Zhonghua Xue Ye Xue Za Zhi. 2005 Mar;26(3):133-6.
To identify the genetic defect underlying congenital afibrinogenemia in a Chinese family.
Plasma fibrinogen (Fg) was assessed by both Clauss method and immunonephelometry. Genomic DNA was isolated from peripheral blood of the proband and 13 members of her family. All the exons and exon-intron boundaries of the three fibrinogen genes (FGA, FGB, FGG) were amplified by PCR followed by direct sequencing. Restriction endonuclease analysis was performed for the PCR products of the family members and 50 healthy donors to exclude gene polymorphism.

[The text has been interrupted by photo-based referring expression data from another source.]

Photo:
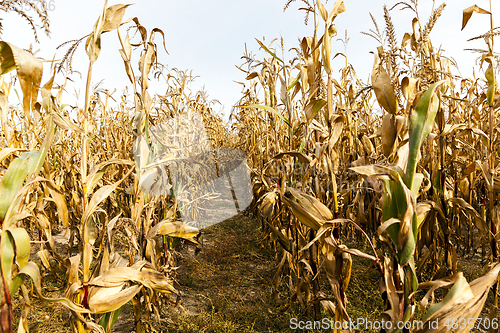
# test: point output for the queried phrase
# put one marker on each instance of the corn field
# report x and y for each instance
(402, 171)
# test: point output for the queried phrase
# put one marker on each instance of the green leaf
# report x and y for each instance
(268, 51)
(421, 123)
(11, 183)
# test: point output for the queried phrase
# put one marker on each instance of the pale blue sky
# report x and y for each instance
(208, 37)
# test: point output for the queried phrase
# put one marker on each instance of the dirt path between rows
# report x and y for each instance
(226, 287)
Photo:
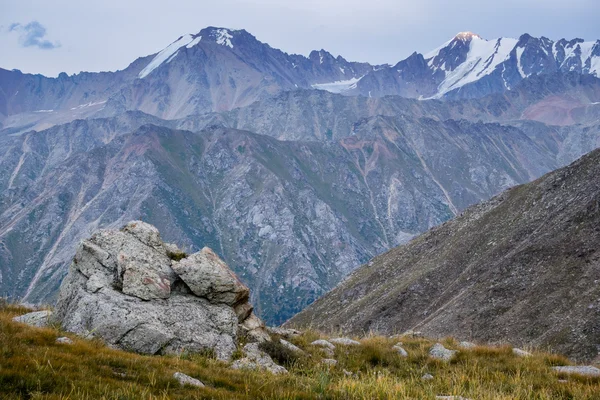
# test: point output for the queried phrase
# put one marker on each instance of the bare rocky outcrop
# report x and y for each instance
(124, 288)
(521, 268)
(256, 359)
(38, 319)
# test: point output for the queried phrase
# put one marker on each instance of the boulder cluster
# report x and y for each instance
(137, 293)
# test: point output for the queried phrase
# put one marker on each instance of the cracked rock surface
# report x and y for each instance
(124, 288)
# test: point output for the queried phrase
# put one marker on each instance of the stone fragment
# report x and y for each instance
(121, 287)
(257, 359)
(38, 319)
(439, 352)
(521, 353)
(285, 332)
(184, 379)
(291, 346)
(585, 370)
(323, 343)
(209, 277)
(64, 340)
(400, 350)
(344, 341)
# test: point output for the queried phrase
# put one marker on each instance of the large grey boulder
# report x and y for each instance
(209, 277)
(38, 319)
(122, 287)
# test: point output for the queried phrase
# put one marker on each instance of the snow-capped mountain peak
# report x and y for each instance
(168, 53)
(466, 36)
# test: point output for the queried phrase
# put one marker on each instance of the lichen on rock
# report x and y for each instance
(124, 287)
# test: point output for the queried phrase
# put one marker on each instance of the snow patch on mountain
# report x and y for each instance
(194, 42)
(337, 86)
(223, 37)
(165, 55)
(482, 59)
(519, 54)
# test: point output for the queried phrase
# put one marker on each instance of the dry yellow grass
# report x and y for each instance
(33, 366)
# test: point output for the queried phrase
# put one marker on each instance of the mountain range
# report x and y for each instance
(521, 268)
(294, 169)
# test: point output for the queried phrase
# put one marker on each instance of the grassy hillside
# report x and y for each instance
(34, 366)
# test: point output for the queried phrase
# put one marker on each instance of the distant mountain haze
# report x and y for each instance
(295, 170)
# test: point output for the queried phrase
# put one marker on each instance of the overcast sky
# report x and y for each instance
(50, 36)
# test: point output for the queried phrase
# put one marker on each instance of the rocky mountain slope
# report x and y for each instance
(469, 66)
(216, 69)
(220, 69)
(522, 267)
(292, 218)
(221, 140)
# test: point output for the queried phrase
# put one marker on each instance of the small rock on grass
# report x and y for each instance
(344, 341)
(38, 318)
(585, 370)
(400, 350)
(285, 332)
(184, 379)
(439, 352)
(521, 353)
(291, 346)
(323, 343)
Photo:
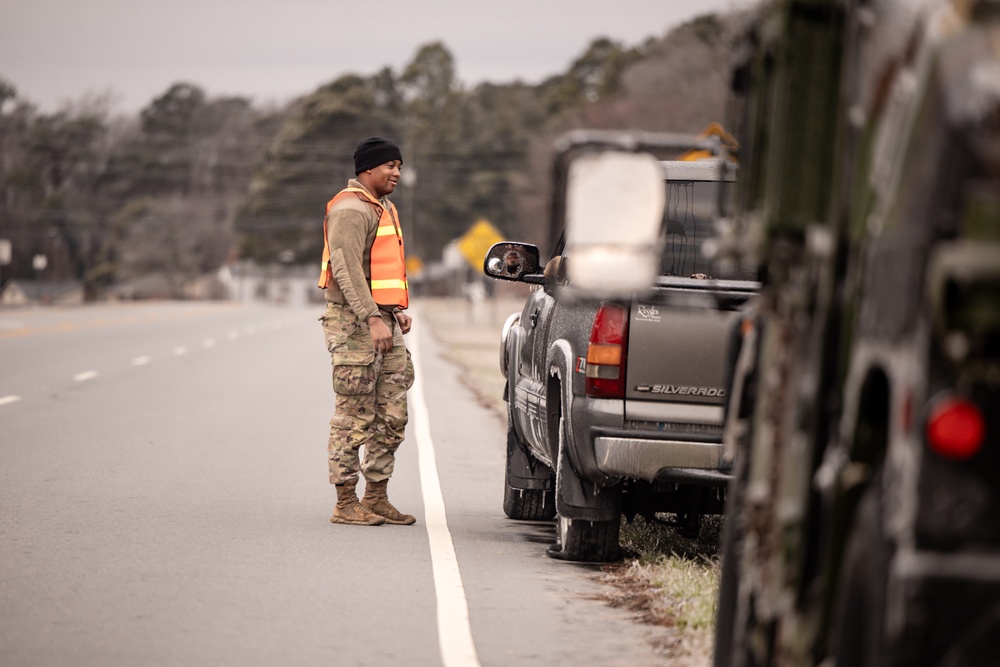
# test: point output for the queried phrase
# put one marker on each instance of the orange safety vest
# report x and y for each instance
(388, 266)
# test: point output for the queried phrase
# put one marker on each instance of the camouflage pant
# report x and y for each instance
(370, 394)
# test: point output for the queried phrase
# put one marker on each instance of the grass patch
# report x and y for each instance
(672, 582)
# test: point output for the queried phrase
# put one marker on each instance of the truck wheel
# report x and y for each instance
(579, 539)
(858, 638)
(524, 504)
(587, 541)
(729, 580)
(689, 525)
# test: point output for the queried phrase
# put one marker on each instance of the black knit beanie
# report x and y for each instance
(374, 151)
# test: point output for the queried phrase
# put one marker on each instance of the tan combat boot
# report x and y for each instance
(349, 510)
(377, 501)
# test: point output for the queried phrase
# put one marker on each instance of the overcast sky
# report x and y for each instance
(55, 51)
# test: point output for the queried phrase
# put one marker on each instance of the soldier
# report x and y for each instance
(364, 276)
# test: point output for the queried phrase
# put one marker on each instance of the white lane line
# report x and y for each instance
(454, 631)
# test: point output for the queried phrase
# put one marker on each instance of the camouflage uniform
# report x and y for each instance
(370, 393)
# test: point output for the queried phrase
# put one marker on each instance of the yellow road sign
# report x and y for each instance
(477, 241)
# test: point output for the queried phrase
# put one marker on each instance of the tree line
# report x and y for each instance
(196, 181)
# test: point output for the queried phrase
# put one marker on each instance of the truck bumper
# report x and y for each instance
(659, 460)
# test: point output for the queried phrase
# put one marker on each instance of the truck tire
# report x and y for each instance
(581, 540)
(727, 614)
(537, 504)
(587, 541)
(859, 617)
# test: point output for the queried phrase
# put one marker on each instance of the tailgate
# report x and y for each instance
(676, 365)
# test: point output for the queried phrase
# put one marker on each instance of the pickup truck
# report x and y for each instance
(615, 406)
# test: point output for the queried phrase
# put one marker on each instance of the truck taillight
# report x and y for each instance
(606, 353)
(955, 428)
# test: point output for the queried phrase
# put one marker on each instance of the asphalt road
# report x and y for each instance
(164, 501)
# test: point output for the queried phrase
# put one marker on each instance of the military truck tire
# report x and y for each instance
(729, 579)
(859, 617)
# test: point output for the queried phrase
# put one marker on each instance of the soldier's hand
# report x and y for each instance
(381, 336)
(404, 320)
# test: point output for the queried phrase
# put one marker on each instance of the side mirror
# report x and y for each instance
(512, 261)
(614, 209)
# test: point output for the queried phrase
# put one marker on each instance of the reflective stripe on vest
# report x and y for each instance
(387, 267)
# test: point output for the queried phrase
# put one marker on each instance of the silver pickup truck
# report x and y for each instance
(615, 406)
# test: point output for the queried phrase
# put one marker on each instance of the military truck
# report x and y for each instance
(864, 520)
(615, 404)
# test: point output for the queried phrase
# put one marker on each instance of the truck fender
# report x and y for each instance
(576, 498)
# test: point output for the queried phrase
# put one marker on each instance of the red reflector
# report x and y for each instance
(605, 376)
(955, 428)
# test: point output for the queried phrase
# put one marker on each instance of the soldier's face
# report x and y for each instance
(384, 178)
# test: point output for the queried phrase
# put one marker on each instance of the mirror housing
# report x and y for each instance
(513, 261)
(614, 210)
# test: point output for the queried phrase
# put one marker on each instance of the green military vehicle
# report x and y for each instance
(864, 418)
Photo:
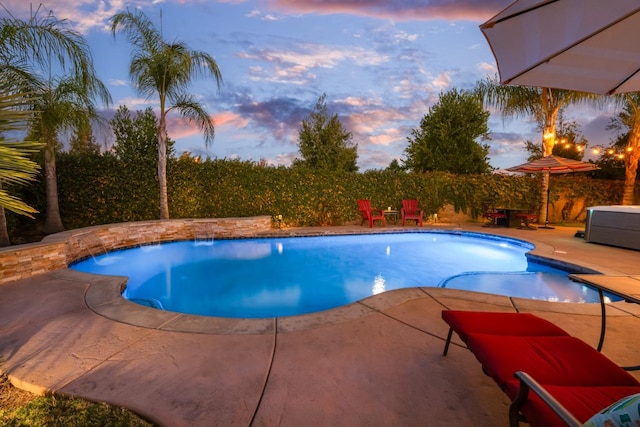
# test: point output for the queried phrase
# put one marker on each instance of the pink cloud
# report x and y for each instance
(473, 10)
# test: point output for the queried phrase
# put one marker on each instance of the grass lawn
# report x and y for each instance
(21, 408)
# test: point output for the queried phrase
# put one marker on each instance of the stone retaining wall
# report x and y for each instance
(59, 250)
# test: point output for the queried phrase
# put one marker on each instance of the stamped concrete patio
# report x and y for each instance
(377, 362)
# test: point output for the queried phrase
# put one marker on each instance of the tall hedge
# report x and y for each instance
(100, 189)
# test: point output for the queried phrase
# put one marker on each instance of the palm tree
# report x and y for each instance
(166, 69)
(544, 104)
(30, 49)
(64, 104)
(629, 119)
(15, 166)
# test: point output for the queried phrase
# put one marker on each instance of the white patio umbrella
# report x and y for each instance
(555, 165)
(581, 45)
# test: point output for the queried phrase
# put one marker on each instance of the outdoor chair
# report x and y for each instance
(410, 211)
(492, 215)
(369, 214)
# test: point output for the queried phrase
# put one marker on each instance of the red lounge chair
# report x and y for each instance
(410, 211)
(552, 378)
(369, 214)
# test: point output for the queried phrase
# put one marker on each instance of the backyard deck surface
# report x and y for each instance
(377, 362)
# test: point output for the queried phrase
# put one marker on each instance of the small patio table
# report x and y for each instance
(391, 215)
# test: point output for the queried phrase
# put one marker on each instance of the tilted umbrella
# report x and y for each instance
(553, 164)
(580, 45)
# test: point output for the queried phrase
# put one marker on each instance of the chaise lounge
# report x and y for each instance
(552, 378)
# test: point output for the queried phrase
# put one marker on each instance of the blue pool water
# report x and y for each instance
(295, 275)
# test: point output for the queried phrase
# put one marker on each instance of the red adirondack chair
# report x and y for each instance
(369, 214)
(410, 211)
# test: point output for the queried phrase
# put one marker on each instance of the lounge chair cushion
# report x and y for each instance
(625, 412)
(551, 360)
(498, 323)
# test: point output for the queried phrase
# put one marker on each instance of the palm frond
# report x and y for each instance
(192, 110)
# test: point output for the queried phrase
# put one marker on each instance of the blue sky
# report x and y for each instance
(381, 63)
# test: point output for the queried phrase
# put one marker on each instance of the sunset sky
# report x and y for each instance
(381, 63)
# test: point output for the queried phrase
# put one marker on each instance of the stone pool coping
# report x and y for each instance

No Fg was detected in the plasma of the proband and her father by Clauss method, while low levels (< 0.02 g/L) were detected by immunonephelometry. A homozygous C to T mutation was found in the two cases at nucleotide 3108 in exon 4 of FGA gene, resulting in a null mutation which encoded severely truncated alpha-chains owing to its premature termination at the Gln 150 codon. The C-->T mutation eliminated a unique recognition site for restriction enzyme RsaI. The PCR amplified fragments of the proband and her father could not be digested by RsaI, showing that they are homozygous. Her mother and some family members are heterozygous at this site since the fragment could partly be digested, while the same fragment of controls could be completely digested as expected.
The Gln (CAG)-->150stop (TAG) nonsense mutation in FGA gene is a novel genetic defect of congenital afibrinogenemia which, to our knowledge, has not been described before.
确定一个中国家庭中先天性无纤维蛋白原血症的潜在基因缺陷。
采用Clauss法和免疫比浊法评估血浆纤维蛋白原(Fg)。从先证者及其家族的13名成员的外周血中分离基因组DNA。通过聚合酶链反应(PCR)扩增三个纤维蛋白原基因(FGA、FGB、FGG)的所有外显子和外显子-内含子边界,随后进行直接测序。对家族成员和50名健康供体的PCR产物进行限制性内切酶分析,以排除基因多态性。
先证者及其父亲的血浆中用Clauss法未检测到Fg,而用免疫比浊法检测到低水平(<0.02 g/L)。在FGA基因第4外显子的核苷酸3108处,这两个病例中发现了一个纯合的C到T突变,导致一个无效突变,由于其在Gln 150密码子处提前终止,编码严重截短的α链。C→T突变消除了限制性内切酶RsaI的一个独特识别位点。先证者及其父亲的PCR扩增片段不能被RsaI消化,表明它们是纯合的。她的母亲和一些家族成员在这个位点是杂合的,因为片段可以部分被消化,而对照组的相同片段可以如预期那样被完全消化。
FGA基因中的Gln(CAG)→150stop(TAG)无义突变是先天性无纤维蛋白原血症的一种新的基因缺陷,据我们所知,此前尚未有过描述。